Once the Silver Spring T-Bolts’ first hitter of the night reached on the misjudged popfly, it was a sign for things to come for Davidson and the Grays in their 14-1, seven-inning loss on Friday night.
Davidson entered as one of the Grays’ best pitchers this season, the right-hander who tossed seven innings of one-hit, three-run (none earned) ball last week against the second-place Gaithersburg Giants. Davidson, who led the team in innings pitched and ranked third on the team in ERA coming into his start on Friday, allowed four runs in the first inning and three more in the second, and was hooked before he was able to complete the second inning. DC’s offense, aside from a solo home run from Evan Smith (West Virginia) in the bottom of the sixth, was silent.
And so the Grays (6-14) again showed that good things have a habit of vanishing — and vanishing quickly — in a season they haven’t been able to turn around quite yet. The loss dropped them into last place in the Cal Ripken Collegiate League.
The Grays hinted that, with a close two-run loss to the unstoppable Bethesda Big Train on Sunday and a 15-10 win over the South County Braves on Monday, a down season might be on the upswing. That was until two consecutive blowout losses — a 12-4 loss to the Alexandria Aces on Wednesday and Friday's misfortune — forced DC to go back to the drawing board.
The Grays are in a hole because, among other reasons, they haven’t been able to put together a complete performance for more than a game or two at a time. On days the offense and starting pitching seems just about unstoppable, the bullpen is there to cough up a lead. And on days where the starting pitching and bullpen match each other pitch for pitch, the offense can’t buy a timely hit. And then you have days like Friday, where nothing DC tried worked.
And Davidson, an unusual suspect, continued the trend.
Davidson’s success, like any pitcher, revolves around his ability to locate his fastball and to throw it for strikes.
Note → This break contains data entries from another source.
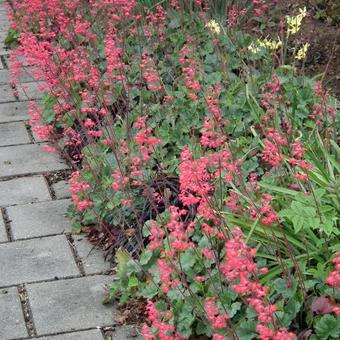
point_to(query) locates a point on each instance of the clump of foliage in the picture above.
(199, 152)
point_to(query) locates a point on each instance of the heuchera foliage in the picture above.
(209, 160)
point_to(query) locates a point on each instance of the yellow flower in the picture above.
(301, 54)
(269, 44)
(214, 26)
(264, 43)
(294, 23)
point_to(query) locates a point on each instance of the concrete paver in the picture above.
(23, 190)
(33, 220)
(28, 159)
(35, 260)
(91, 257)
(10, 112)
(6, 93)
(94, 334)
(55, 301)
(13, 133)
(12, 324)
(29, 91)
(69, 304)
(3, 234)
(61, 189)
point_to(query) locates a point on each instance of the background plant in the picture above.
(201, 153)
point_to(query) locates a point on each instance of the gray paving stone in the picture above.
(28, 91)
(3, 234)
(39, 219)
(26, 159)
(12, 324)
(23, 190)
(94, 334)
(36, 259)
(61, 189)
(92, 258)
(69, 304)
(6, 93)
(25, 76)
(13, 111)
(13, 133)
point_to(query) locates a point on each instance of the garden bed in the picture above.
(205, 157)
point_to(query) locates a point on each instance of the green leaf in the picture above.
(328, 327)
(76, 227)
(133, 282)
(122, 258)
(187, 260)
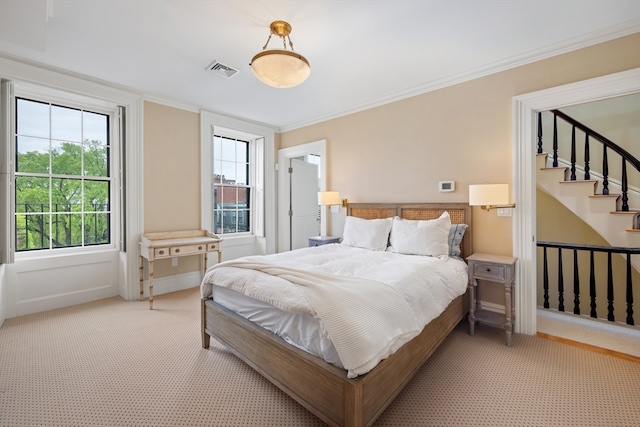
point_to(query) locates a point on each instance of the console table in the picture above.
(174, 244)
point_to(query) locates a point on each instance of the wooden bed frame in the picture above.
(322, 388)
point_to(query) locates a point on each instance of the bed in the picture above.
(321, 387)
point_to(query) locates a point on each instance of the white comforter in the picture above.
(369, 303)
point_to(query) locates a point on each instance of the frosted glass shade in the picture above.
(489, 194)
(328, 198)
(280, 68)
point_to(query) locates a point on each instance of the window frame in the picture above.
(51, 96)
(252, 184)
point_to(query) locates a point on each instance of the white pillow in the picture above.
(370, 234)
(431, 237)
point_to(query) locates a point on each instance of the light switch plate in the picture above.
(504, 211)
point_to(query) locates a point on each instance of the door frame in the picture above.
(525, 109)
(284, 154)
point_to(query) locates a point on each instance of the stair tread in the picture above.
(629, 212)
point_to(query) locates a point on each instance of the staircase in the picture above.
(601, 212)
(603, 203)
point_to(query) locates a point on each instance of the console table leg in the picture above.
(141, 274)
(472, 307)
(150, 285)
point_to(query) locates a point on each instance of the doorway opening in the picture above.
(298, 211)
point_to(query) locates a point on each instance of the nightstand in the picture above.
(497, 269)
(322, 240)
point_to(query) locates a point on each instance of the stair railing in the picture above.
(606, 144)
(591, 249)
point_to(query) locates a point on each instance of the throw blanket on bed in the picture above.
(366, 320)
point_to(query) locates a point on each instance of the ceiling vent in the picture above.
(222, 70)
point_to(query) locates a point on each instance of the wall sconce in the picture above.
(490, 196)
(330, 198)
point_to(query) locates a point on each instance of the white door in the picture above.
(304, 203)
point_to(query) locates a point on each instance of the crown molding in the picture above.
(569, 45)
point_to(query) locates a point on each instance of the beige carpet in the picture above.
(115, 363)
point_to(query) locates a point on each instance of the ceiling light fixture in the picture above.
(280, 68)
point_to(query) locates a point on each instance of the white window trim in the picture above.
(12, 70)
(256, 211)
(47, 95)
(263, 199)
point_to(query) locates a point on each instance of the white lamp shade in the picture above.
(327, 198)
(280, 68)
(489, 194)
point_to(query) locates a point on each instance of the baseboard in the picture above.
(611, 337)
(590, 347)
(178, 282)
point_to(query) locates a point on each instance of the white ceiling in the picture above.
(362, 53)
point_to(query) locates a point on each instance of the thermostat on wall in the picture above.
(446, 186)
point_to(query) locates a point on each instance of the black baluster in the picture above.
(610, 315)
(576, 284)
(573, 153)
(625, 187)
(555, 141)
(540, 133)
(629, 292)
(586, 157)
(545, 280)
(605, 171)
(592, 285)
(560, 282)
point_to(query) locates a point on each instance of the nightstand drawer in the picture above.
(161, 252)
(489, 271)
(188, 249)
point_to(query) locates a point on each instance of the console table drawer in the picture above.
(489, 271)
(187, 249)
(161, 253)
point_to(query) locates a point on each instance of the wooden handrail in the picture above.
(607, 142)
(592, 284)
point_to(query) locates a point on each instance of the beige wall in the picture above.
(171, 177)
(398, 152)
(395, 152)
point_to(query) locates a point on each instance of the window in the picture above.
(63, 179)
(231, 185)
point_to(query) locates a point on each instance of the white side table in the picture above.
(498, 269)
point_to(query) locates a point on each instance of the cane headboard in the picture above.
(460, 213)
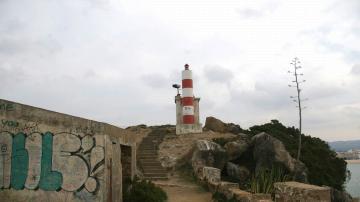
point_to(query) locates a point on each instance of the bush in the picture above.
(324, 167)
(220, 197)
(142, 190)
(263, 181)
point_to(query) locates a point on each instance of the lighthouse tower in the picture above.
(187, 106)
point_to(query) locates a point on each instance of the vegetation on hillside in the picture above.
(324, 167)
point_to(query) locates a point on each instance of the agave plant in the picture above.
(263, 181)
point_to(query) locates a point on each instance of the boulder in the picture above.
(217, 125)
(240, 173)
(268, 151)
(342, 196)
(236, 148)
(209, 154)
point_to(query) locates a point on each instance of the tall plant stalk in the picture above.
(297, 99)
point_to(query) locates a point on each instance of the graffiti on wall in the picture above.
(16, 127)
(7, 107)
(51, 162)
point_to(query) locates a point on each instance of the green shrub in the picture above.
(324, 167)
(263, 181)
(141, 191)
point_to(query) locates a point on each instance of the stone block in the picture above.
(295, 191)
(211, 174)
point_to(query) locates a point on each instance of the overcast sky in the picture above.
(115, 61)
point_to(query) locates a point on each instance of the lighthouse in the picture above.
(187, 106)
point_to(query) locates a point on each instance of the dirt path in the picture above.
(180, 190)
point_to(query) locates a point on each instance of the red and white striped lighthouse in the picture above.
(187, 96)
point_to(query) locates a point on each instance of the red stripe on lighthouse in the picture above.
(188, 119)
(187, 83)
(187, 101)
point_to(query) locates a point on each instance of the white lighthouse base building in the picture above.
(182, 128)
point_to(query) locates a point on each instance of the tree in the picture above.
(297, 99)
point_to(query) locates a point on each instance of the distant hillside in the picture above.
(345, 145)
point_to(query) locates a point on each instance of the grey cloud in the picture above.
(267, 96)
(356, 70)
(216, 73)
(155, 80)
(249, 13)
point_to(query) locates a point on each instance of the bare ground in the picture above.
(183, 190)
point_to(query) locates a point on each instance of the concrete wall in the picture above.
(49, 156)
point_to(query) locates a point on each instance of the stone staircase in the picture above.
(148, 156)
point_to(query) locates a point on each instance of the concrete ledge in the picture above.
(295, 191)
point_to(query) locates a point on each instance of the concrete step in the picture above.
(155, 174)
(153, 170)
(155, 178)
(150, 153)
(147, 156)
(153, 163)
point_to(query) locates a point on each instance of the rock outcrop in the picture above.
(209, 154)
(217, 125)
(268, 151)
(237, 148)
(240, 173)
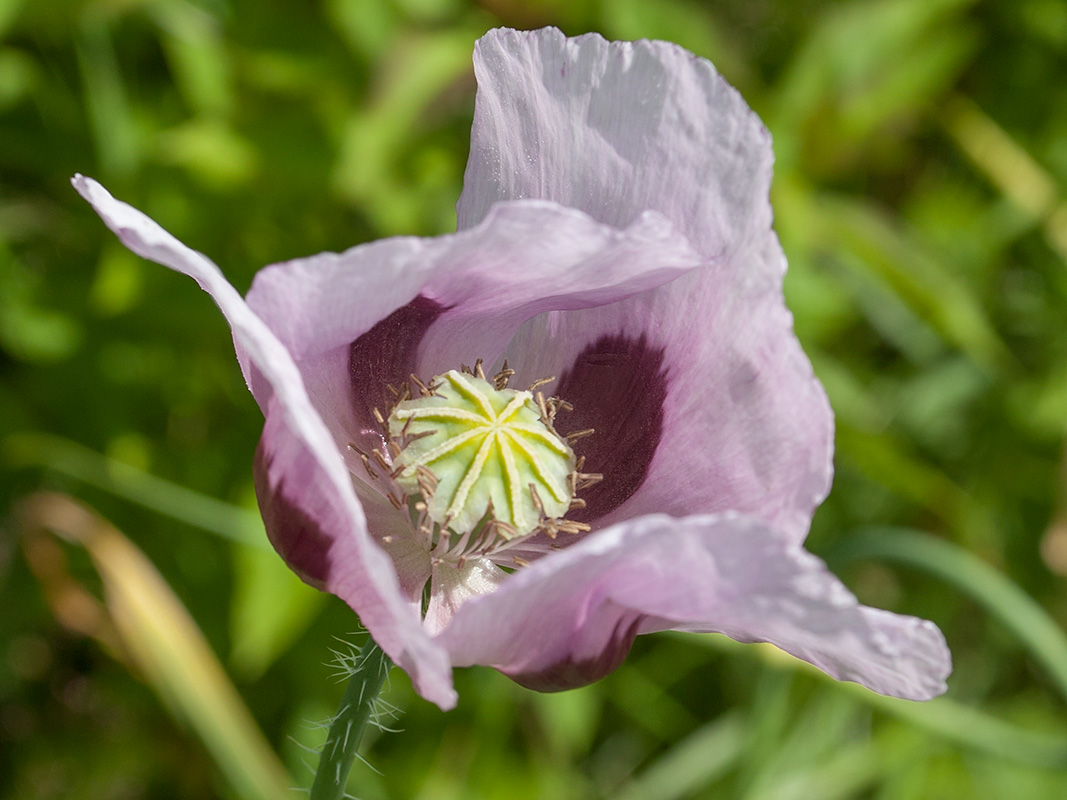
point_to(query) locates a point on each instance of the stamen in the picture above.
(540, 382)
(502, 378)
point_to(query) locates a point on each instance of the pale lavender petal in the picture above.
(615, 129)
(571, 618)
(308, 502)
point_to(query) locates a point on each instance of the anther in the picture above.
(502, 378)
(424, 389)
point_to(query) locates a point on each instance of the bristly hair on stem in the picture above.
(367, 668)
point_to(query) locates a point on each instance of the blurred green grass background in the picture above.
(921, 162)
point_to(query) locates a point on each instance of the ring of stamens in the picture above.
(479, 466)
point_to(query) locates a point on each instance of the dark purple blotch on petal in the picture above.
(571, 674)
(385, 355)
(299, 540)
(618, 386)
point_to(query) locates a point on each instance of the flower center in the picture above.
(479, 466)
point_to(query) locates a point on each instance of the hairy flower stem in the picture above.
(346, 730)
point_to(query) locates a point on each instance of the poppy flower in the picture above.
(582, 417)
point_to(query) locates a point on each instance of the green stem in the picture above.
(346, 731)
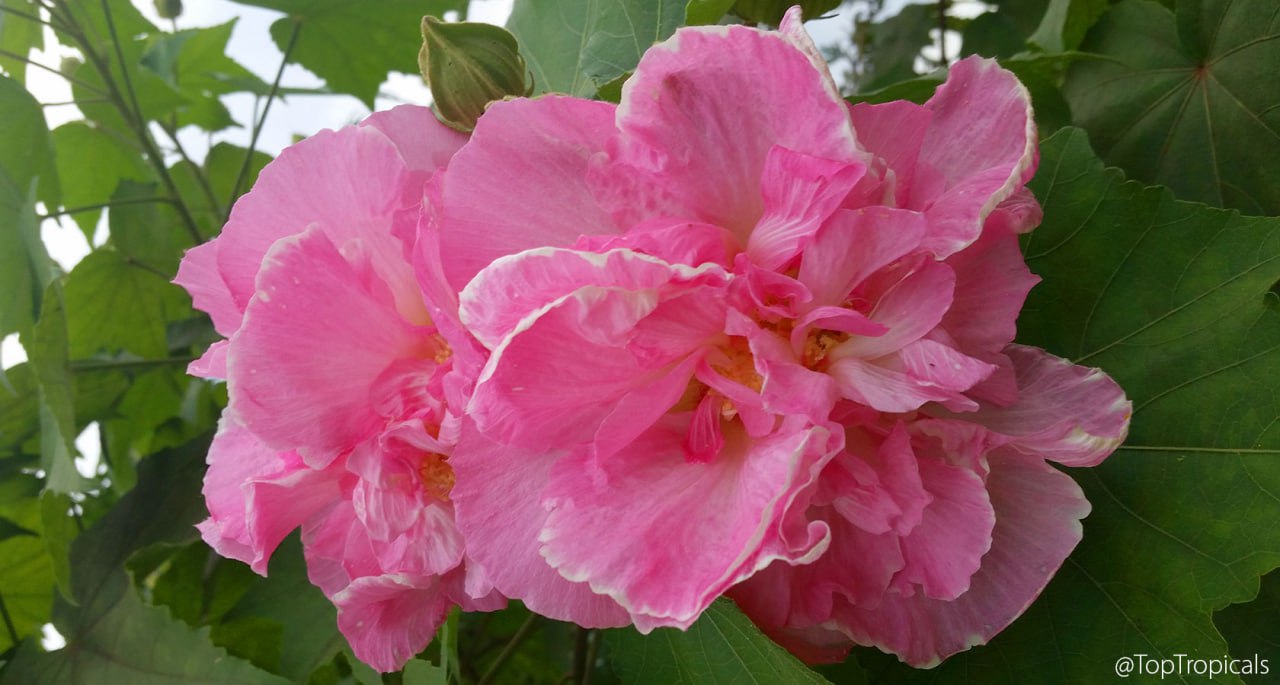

But Silver Spring, unlike the other teams Davidson has faced in previous starts, took more pitches and forced him to throw the ball in the zone. In Davidson’s best appearances, his strike percentage typically hovers around anywhere from 60-to-67%. On Friday, out of the 67 pitches he threw, only 56.7% of them crossed the plate for strikes.
Davidson, too, was unable to establish the lower half of the strike zone. He couldn’t get hitters to hit the ball on the ground like he usually does. The damage, once 16 hitters had come to the plate against him, was seven runs on eight hits, three walks and a hit batsman. The sophomore hadn’t allowed more than seven hits in any of five appearances this season.
Cody Bozak (Catholic) came in with two outs in the second and worked 3 ⅓ innings of mop-up duty in his Grays debut. Smith, making his first appearance since last Saturday’s win over the Braves, inched the Grays closer with his first home run of the season, but the deficit was already too steep.
Pitching coach Andre Rabouin told a few players that Friday’s loss was a wake-up call that the team needed. Will it be answered? We’ll find out when the Grays host the South County Braves Saturday night at 7:00 p.m. at the Washington Nationals Youth Baseball Academy.